Born in Tanzania, educated in London, DAVID ADJAYE is an architect on a mission. As one of the rising stars in the architectural world, David is known for designing contemporary sustainable structures that enhance the environments in which they exist rather than take from them.
I first noticed David’s work while reviewing the housing plans for Brad Pitt’s Make It Right Foundation in New Orleans. Like many prominent architects, David submitted designs in support of affordable housing in New Orleans’ Ninth Ward which was completely devastated during Hurricane Katrina.
Then it seems David was everywhere. In 2007, the Studio Museum of Harlem held an Adjaye exhibit which I’m sorry to say I missed and David designed the Museum of Contemporary Art in Denver which has seen record crowds since its grand re-opening and I was not surprised because David’s designs tend to do that — invite you in.
Also, in 2007, Queen Elizabeth bestowed the Order of the British Empire on David for his services to architecture after high profile commissions like the Nobel Peace Center in Oslo, Norway.

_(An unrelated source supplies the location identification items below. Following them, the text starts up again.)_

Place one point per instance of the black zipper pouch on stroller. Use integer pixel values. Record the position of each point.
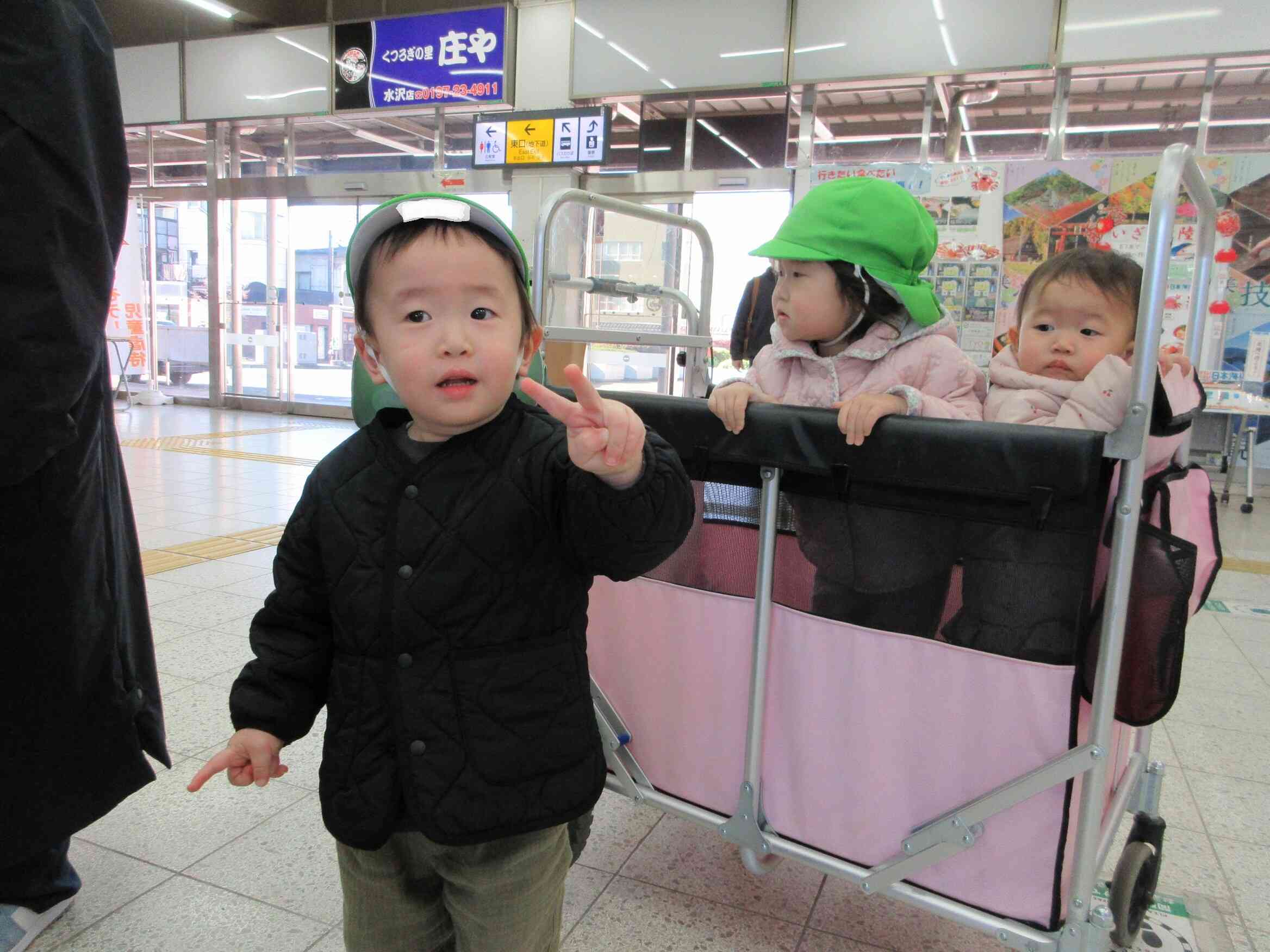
(1176, 563)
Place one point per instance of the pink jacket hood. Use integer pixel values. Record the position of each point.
(1097, 403)
(923, 365)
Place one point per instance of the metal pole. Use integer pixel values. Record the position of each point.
(690, 134)
(215, 352)
(807, 127)
(1155, 284)
(1057, 144)
(1206, 243)
(769, 505)
(1206, 108)
(235, 291)
(271, 285)
(924, 153)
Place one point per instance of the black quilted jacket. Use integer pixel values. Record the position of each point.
(440, 611)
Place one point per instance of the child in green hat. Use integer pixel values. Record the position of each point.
(857, 330)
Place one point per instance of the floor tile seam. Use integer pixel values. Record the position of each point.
(715, 901)
(256, 899)
(590, 905)
(186, 870)
(323, 938)
(1217, 856)
(1175, 719)
(93, 924)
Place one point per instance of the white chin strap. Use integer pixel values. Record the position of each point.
(384, 371)
(859, 316)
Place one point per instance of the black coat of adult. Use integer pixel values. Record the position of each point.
(439, 610)
(79, 696)
(752, 331)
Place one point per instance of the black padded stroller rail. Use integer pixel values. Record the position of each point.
(996, 473)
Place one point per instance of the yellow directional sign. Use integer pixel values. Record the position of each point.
(530, 141)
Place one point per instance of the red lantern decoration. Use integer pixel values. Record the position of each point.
(1229, 224)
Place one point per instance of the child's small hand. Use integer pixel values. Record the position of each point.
(606, 439)
(856, 417)
(730, 405)
(1169, 361)
(251, 757)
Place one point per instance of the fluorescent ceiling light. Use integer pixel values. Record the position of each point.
(214, 8)
(1140, 127)
(752, 52)
(638, 62)
(389, 142)
(300, 46)
(1199, 14)
(948, 43)
(182, 135)
(628, 112)
(290, 93)
(817, 48)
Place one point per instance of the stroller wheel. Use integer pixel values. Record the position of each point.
(1133, 892)
(580, 832)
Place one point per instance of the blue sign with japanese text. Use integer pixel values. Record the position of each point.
(436, 59)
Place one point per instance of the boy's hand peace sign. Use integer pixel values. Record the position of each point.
(606, 439)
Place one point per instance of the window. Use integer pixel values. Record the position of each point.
(252, 225)
(622, 252)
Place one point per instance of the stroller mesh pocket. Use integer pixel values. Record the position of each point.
(1155, 631)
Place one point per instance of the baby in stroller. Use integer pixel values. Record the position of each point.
(1068, 365)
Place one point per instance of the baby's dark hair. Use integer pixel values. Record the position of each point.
(1114, 274)
(401, 236)
(882, 306)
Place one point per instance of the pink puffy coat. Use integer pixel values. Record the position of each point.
(1097, 403)
(923, 365)
(898, 550)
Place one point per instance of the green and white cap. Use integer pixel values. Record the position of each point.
(873, 224)
(427, 205)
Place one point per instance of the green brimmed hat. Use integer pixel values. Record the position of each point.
(427, 205)
(870, 222)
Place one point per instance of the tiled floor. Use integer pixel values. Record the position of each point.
(232, 870)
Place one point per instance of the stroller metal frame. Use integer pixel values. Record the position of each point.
(1087, 928)
(695, 343)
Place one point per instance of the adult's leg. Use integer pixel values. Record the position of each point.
(41, 881)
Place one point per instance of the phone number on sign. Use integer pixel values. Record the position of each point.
(401, 95)
(408, 54)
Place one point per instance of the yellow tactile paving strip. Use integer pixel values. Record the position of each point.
(164, 560)
(198, 443)
(1245, 565)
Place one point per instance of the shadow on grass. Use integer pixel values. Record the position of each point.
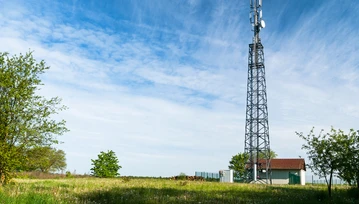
(245, 194)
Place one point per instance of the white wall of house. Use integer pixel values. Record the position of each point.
(282, 176)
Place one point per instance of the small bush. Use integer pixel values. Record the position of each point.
(353, 193)
(126, 179)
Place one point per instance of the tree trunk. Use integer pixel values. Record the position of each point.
(330, 183)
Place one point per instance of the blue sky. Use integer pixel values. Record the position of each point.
(163, 83)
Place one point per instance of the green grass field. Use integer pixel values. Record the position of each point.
(122, 190)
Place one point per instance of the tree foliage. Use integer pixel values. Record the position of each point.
(106, 166)
(44, 159)
(333, 153)
(25, 117)
(238, 163)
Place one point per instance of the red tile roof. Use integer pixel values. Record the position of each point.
(286, 164)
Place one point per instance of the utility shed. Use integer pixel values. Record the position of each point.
(286, 171)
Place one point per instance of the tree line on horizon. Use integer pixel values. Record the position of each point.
(27, 127)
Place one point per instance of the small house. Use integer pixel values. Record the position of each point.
(286, 171)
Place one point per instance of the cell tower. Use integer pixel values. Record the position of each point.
(257, 129)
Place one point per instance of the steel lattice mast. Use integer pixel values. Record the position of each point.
(257, 129)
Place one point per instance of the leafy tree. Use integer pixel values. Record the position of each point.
(25, 117)
(238, 163)
(348, 157)
(45, 159)
(322, 151)
(106, 166)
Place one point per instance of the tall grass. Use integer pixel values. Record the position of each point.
(129, 190)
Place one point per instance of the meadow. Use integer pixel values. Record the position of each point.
(136, 190)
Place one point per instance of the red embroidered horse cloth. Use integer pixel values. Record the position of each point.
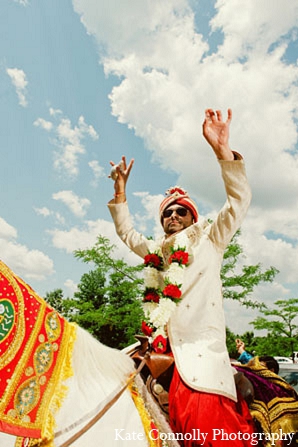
(35, 359)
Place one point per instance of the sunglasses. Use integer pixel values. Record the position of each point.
(180, 211)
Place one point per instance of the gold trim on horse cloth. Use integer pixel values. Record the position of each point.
(36, 346)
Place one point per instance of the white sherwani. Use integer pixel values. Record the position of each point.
(197, 327)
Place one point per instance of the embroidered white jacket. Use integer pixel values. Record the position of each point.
(197, 327)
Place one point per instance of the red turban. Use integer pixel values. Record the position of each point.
(179, 196)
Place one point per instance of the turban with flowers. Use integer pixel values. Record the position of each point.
(178, 196)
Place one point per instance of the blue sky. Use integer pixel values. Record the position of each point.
(83, 82)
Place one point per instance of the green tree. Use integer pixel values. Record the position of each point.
(239, 285)
(107, 302)
(282, 325)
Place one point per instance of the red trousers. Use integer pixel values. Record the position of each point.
(225, 422)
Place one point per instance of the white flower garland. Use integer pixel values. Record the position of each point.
(161, 296)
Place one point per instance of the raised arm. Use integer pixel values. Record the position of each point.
(216, 133)
(121, 174)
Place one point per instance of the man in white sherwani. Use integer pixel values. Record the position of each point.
(203, 401)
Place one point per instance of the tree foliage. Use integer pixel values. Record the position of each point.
(282, 324)
(108, 305)
(238, 284)
(107, 301)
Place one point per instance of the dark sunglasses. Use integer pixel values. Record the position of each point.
(180, 211)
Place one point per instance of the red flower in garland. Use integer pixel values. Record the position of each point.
(159, 344)
(153, 260)
(179, 256)
(151, 296)
(172, 291)
(154, 431)
(147, 330)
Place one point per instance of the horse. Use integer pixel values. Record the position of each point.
(61, 387)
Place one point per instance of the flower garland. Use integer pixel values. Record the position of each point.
(162, 295)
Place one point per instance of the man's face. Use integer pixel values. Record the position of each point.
(176, 218)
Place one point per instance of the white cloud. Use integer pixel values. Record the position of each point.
(7, 231)
(32, 264)
(98, 171)
(45, 212)
(46, 125)
(168, 76)
(71, 286)
(85, 237)
(22, 2)
(18, 79)
(77, 205)
(68, 139)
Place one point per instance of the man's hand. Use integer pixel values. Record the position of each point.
(216, 133)
(240, 346)
(121, 179)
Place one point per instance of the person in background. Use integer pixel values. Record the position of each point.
(245, 356)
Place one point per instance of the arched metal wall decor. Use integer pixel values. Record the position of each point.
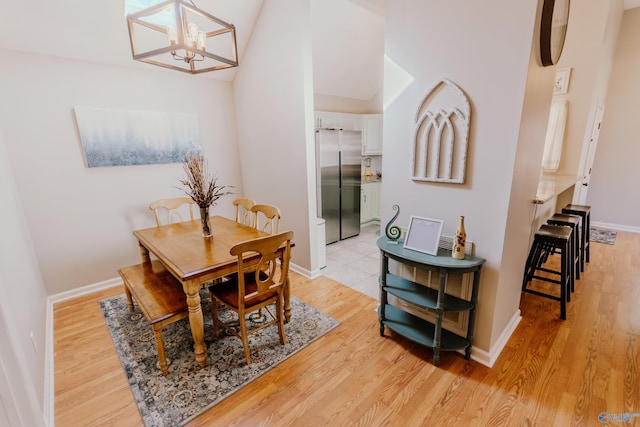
(442, 135)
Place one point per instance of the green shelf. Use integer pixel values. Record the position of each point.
(420, 330)
(423, 295)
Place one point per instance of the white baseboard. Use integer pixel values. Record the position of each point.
(616, 227)
(305, 272)
(488, 359)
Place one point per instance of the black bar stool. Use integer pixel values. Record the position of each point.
(572, 221)
(548, 238)
(585, 213)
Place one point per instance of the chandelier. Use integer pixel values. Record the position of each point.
(177, 35)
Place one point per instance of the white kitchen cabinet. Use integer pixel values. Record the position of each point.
(371, 134)
(369, 202)
(345, 121)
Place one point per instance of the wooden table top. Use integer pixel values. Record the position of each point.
(182, 248)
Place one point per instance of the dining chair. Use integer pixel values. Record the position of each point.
(243, 211)
(166, 210)
(249, 292)
(159, 296)
(267, 215)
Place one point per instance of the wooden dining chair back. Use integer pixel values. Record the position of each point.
(256, 286)
(168, 211)
(266, 218)
(243, 211)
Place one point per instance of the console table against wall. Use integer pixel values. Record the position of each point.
(415, 328)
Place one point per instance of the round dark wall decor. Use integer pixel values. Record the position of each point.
(553, 29)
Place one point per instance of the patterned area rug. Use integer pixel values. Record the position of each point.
(603, 236)
(188, 391)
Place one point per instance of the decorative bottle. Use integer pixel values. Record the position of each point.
(459, 240)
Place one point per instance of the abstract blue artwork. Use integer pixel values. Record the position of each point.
(117, 138)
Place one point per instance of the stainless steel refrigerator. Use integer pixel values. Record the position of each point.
(338, 157)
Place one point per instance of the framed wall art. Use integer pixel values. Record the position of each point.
(118, 138)
(423, 234)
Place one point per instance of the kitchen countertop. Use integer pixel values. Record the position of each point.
(372, 178)
(550, 186)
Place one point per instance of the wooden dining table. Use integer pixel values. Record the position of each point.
(194, 259)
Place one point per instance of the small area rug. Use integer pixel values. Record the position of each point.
(603, 236)
(188, 390)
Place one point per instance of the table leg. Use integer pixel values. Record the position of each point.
(192, 289)
(286, 295)
(144, 254)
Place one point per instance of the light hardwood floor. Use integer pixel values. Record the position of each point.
(551, 373)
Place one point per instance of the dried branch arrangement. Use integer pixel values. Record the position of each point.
(202, 187)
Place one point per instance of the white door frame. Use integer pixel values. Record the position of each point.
(11, 393)
(581, 194)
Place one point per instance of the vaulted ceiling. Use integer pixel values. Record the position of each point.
(347, 36)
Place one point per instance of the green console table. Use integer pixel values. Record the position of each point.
(416, 328)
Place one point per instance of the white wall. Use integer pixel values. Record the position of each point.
(274, 104)
(613, 188)
(22, 306)
(81, 218)
(460, 41)
(588, 51)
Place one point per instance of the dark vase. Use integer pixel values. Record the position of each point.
(204, 217)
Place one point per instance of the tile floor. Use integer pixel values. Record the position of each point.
(355, 262)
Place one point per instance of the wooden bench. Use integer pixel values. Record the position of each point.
(160, 297)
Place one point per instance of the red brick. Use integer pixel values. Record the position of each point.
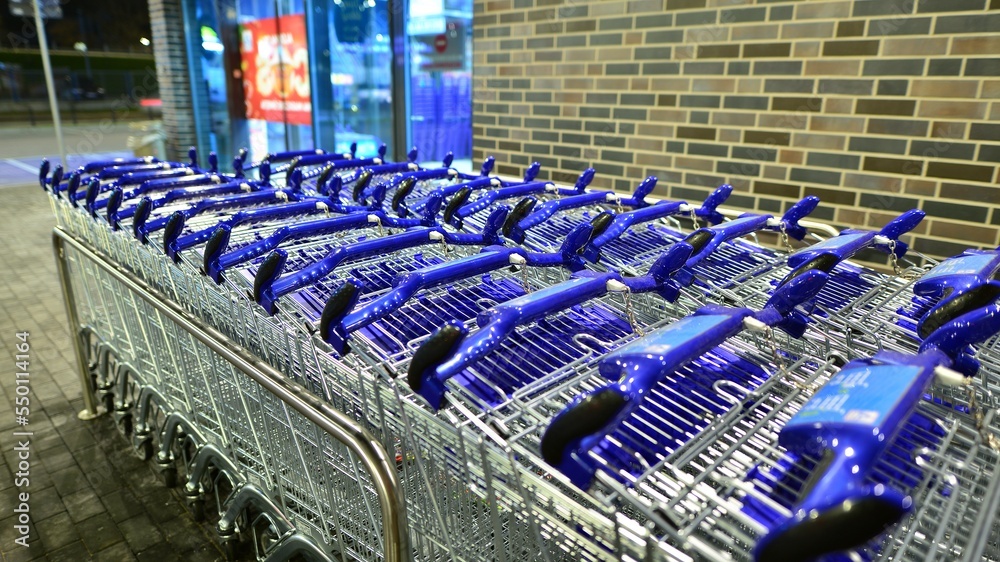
(952, 109)
(948, 89)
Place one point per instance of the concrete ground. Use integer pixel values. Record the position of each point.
(90, 497)
(22, 148)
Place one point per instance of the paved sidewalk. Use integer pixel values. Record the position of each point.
(22, 148)
(90, 497)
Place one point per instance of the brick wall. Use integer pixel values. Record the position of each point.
(876, 106)
(170, 54)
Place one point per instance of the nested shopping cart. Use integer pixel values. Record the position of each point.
(306, 448)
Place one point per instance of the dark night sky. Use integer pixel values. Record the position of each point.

David explores scale, space, measurement and light in his work all of which were evident in the renderings he submitted for the National Museum of African American History to be built near the Washington Monument. His firm was selected for the project and David said upon hearing the news, “It is the dream of my career.” Smithsonian officials said that David’s presentation was joyful and he clearly understood the duality of tragedy and hope in the African American experience.